Actuellement, les filles représentent environ 45 % des élèves de l’enseignement agricole, mais il y a de grandes disparités selon les formations : elles sont nombreuses en études supérieures et au sein des filières de services, mais seulement 38 % en production et 24 % en apprentissage. C’est cela qu’on veut faire évoluer, de même que l’insertion professionnelle, car leur taux net d’emploi en sortie d’études est inférieur à celui des garçons, de 5 à 7 % environ, à diplôme égal.

Nous avons par ailleurs identifié des différences dans leur parcours, elles s’installent souvent plus tardivement. Il faudrait ainsi pouvoir contourner le critère d’âge de la dotation jeunes agriculteurs, par exemple avec l’aide des collectivités territoriales qui accompagnent à l’installation.

Il faut également insister sur la diffusion de l’information sur les droits existants, car on s’aperçoit que certains sont mal connus, et améliorer l’accès à la formation. Je remarque parfois que les femmes n’osent pas réclamer, qu’elles s’autocensurent. Ce qui veut dire qu’il faut aller vers elles.

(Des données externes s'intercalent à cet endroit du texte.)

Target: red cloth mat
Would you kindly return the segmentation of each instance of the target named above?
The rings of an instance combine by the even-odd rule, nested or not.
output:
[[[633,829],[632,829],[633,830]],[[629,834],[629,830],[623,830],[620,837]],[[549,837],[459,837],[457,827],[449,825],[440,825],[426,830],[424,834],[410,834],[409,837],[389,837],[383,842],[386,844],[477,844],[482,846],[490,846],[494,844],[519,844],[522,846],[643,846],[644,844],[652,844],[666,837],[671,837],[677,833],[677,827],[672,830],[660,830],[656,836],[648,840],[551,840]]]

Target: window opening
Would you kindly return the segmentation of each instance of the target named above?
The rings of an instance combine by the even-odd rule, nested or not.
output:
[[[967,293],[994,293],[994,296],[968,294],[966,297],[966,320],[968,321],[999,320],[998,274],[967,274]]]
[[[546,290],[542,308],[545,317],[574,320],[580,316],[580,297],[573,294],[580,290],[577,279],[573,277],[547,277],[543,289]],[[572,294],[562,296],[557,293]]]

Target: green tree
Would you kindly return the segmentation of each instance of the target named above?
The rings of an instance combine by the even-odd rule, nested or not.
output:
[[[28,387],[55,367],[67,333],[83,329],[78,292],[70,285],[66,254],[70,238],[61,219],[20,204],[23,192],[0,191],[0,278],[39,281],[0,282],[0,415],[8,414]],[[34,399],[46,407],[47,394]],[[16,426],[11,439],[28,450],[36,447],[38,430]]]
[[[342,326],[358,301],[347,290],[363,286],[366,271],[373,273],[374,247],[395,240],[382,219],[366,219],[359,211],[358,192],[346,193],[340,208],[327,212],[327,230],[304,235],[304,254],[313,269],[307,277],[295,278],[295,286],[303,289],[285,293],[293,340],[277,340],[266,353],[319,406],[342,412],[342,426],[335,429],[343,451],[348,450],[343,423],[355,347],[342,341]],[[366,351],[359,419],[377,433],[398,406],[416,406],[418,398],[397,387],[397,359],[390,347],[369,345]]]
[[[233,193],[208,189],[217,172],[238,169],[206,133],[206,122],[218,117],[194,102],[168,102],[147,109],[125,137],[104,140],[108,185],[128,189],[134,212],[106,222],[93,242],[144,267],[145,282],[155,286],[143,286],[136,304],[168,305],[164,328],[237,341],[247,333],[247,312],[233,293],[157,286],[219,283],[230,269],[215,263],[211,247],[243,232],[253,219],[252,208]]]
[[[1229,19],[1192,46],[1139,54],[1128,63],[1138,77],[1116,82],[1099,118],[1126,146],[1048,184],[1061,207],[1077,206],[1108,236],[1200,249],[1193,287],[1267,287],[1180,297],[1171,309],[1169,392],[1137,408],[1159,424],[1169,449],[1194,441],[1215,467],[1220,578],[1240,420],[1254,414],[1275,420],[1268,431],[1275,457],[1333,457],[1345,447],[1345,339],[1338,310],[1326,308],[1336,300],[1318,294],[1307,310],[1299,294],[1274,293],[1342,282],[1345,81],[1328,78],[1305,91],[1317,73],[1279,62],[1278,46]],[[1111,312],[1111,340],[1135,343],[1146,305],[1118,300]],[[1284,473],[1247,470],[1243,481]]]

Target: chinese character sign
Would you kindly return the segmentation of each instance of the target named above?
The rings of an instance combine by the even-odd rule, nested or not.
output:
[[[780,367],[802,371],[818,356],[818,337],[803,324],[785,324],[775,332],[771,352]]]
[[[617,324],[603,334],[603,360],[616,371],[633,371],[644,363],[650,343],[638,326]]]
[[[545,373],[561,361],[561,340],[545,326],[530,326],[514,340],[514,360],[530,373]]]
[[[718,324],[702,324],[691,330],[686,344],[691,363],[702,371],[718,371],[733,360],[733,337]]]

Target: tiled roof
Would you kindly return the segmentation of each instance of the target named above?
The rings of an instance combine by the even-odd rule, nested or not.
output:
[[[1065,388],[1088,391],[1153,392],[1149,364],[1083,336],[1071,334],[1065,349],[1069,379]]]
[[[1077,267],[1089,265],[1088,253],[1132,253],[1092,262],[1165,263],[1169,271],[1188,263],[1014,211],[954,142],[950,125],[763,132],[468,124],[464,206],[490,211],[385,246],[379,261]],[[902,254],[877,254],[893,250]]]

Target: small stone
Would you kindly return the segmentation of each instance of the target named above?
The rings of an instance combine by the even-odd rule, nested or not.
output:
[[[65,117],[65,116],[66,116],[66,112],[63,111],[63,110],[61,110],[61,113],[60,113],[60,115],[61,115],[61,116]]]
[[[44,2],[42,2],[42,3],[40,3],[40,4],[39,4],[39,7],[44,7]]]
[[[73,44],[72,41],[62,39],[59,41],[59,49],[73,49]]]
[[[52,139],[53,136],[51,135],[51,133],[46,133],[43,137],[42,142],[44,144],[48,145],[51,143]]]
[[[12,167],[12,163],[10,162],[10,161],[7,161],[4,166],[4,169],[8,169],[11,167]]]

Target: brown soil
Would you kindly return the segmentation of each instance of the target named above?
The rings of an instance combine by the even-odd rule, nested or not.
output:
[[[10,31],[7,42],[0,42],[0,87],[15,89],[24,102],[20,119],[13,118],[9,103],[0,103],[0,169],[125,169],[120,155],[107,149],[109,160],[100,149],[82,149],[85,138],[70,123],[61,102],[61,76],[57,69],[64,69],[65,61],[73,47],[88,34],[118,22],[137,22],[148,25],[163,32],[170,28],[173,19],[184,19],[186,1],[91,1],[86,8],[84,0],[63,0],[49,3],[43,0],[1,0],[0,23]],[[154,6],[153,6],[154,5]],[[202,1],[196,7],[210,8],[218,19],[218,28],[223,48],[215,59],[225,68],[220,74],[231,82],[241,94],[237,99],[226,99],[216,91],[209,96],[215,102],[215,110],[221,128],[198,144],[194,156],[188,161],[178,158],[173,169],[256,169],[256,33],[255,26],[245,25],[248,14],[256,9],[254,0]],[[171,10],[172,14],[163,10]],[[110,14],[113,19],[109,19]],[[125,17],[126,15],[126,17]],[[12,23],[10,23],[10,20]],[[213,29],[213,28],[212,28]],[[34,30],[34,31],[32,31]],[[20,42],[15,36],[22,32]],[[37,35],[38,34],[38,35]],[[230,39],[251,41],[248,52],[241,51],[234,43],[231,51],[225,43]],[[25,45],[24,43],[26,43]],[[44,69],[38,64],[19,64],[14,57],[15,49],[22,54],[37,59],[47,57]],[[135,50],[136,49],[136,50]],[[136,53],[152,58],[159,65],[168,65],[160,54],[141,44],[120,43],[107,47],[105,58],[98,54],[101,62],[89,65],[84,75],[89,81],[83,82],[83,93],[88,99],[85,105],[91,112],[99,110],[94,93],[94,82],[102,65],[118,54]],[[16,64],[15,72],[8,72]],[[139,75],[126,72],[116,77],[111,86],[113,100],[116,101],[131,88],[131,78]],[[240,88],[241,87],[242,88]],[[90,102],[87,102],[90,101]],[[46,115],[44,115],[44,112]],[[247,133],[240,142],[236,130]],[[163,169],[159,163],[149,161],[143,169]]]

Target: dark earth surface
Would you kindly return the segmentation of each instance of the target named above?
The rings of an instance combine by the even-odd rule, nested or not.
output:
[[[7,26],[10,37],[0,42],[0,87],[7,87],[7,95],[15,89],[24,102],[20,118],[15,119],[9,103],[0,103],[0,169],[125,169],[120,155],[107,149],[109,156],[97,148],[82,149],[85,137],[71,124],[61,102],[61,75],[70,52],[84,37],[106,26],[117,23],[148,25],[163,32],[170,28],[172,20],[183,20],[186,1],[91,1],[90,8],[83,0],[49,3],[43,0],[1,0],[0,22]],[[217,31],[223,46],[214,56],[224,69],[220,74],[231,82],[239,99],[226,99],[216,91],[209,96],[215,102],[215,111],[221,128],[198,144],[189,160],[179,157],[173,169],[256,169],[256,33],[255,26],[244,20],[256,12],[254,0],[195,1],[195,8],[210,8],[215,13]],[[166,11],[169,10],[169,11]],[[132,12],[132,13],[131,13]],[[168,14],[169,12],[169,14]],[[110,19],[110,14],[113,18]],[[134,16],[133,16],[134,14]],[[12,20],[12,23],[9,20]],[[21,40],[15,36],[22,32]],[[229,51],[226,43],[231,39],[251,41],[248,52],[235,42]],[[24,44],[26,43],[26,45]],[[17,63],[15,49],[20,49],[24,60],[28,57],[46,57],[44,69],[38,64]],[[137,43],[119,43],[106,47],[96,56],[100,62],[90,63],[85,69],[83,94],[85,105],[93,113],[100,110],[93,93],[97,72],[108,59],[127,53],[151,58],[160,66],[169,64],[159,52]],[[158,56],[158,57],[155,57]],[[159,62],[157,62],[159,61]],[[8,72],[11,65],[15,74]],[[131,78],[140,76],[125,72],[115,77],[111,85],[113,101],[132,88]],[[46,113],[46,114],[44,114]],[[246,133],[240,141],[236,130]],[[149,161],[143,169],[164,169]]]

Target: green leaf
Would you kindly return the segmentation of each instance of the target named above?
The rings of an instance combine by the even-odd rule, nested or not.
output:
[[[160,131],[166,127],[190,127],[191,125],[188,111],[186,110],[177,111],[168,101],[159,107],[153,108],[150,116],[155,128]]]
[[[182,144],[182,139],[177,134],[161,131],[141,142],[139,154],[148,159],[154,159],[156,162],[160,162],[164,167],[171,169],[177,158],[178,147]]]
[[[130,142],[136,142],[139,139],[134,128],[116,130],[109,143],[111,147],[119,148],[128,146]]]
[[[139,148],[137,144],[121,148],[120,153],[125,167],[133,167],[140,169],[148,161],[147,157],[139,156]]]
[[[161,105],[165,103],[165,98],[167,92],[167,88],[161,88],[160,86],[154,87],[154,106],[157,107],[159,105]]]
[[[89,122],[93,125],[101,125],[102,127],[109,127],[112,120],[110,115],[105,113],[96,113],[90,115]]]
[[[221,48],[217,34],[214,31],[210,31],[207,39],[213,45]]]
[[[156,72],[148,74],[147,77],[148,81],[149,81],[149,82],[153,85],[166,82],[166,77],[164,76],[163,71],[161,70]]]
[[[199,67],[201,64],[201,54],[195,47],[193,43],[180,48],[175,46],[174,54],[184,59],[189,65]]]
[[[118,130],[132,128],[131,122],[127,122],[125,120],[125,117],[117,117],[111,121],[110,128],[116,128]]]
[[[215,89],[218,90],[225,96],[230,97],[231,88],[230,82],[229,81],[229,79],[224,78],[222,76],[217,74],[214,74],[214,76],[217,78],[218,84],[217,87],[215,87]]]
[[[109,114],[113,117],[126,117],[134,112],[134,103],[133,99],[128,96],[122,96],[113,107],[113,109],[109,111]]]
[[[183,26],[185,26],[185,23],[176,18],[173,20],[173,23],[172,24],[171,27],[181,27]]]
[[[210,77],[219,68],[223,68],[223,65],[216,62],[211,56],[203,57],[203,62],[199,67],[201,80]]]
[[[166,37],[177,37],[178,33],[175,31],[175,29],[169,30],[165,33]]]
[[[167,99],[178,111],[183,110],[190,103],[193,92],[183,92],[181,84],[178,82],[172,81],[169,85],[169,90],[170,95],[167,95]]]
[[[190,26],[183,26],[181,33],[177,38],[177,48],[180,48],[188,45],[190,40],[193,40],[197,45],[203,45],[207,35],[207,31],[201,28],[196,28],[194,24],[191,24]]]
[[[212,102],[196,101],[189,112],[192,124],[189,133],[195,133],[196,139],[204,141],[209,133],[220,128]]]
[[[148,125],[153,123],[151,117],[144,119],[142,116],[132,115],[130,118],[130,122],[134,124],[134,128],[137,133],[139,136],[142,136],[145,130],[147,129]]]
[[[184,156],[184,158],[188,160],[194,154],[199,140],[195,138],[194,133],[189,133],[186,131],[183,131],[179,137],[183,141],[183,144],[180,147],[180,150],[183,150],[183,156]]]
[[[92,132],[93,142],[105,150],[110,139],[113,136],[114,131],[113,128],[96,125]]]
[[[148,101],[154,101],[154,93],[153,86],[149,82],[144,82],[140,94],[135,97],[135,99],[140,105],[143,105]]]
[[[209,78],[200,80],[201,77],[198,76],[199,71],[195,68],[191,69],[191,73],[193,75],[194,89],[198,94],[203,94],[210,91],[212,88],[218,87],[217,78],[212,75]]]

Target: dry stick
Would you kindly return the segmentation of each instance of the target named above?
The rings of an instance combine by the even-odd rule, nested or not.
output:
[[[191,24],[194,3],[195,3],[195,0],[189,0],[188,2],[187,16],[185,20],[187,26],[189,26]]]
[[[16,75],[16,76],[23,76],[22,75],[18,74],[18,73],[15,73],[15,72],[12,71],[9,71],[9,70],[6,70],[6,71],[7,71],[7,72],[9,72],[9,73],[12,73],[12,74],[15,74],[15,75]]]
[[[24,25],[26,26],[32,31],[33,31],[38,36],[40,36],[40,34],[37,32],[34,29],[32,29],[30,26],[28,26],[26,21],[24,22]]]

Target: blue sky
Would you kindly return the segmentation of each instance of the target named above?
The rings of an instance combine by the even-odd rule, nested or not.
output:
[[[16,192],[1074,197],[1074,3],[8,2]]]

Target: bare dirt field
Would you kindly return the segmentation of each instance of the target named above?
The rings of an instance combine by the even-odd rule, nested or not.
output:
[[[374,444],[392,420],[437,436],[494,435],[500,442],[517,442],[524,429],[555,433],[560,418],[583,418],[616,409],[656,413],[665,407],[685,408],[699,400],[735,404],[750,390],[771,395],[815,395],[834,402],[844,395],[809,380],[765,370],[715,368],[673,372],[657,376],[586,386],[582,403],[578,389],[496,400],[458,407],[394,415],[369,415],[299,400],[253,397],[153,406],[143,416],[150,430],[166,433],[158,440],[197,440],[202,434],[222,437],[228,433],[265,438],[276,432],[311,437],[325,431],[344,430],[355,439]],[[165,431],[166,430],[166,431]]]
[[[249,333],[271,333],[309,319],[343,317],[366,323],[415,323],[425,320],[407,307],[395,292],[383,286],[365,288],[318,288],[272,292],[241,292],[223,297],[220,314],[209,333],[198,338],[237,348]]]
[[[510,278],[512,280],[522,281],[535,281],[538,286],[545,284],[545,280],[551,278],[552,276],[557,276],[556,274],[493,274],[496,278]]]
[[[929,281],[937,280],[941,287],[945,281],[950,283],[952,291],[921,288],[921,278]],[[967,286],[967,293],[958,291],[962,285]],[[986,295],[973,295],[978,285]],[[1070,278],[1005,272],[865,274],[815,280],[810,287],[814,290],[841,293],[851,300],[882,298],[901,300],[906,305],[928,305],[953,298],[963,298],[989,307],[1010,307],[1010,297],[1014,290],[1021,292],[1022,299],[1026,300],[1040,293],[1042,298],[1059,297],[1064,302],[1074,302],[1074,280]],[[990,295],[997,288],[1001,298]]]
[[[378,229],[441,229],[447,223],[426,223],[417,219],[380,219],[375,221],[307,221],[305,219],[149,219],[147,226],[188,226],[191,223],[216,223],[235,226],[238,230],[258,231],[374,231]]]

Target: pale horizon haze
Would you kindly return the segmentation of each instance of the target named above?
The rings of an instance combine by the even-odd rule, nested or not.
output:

Un autre chantier me tient à cœur : augmenter leur place dans la gouvernance des organisations professionnelles. Nous avons travaillé sur un quota de 30 % aux élections dans les chambres d’agriculture, malheureusement ça ne percole pas jusqu’aux hauts niveaux de responsabilité. C’est important pour que leurs besoins, leurs attentes soient mieux pris en compte. Tant qu’elles ne seront pas plus présentes, les choses ne vont bouger que trop doucement. Mais il y a eu des avancées significatives ces dernières années, et la parole s’est libérée. Je suis optimiste sur leur capacité à avancer.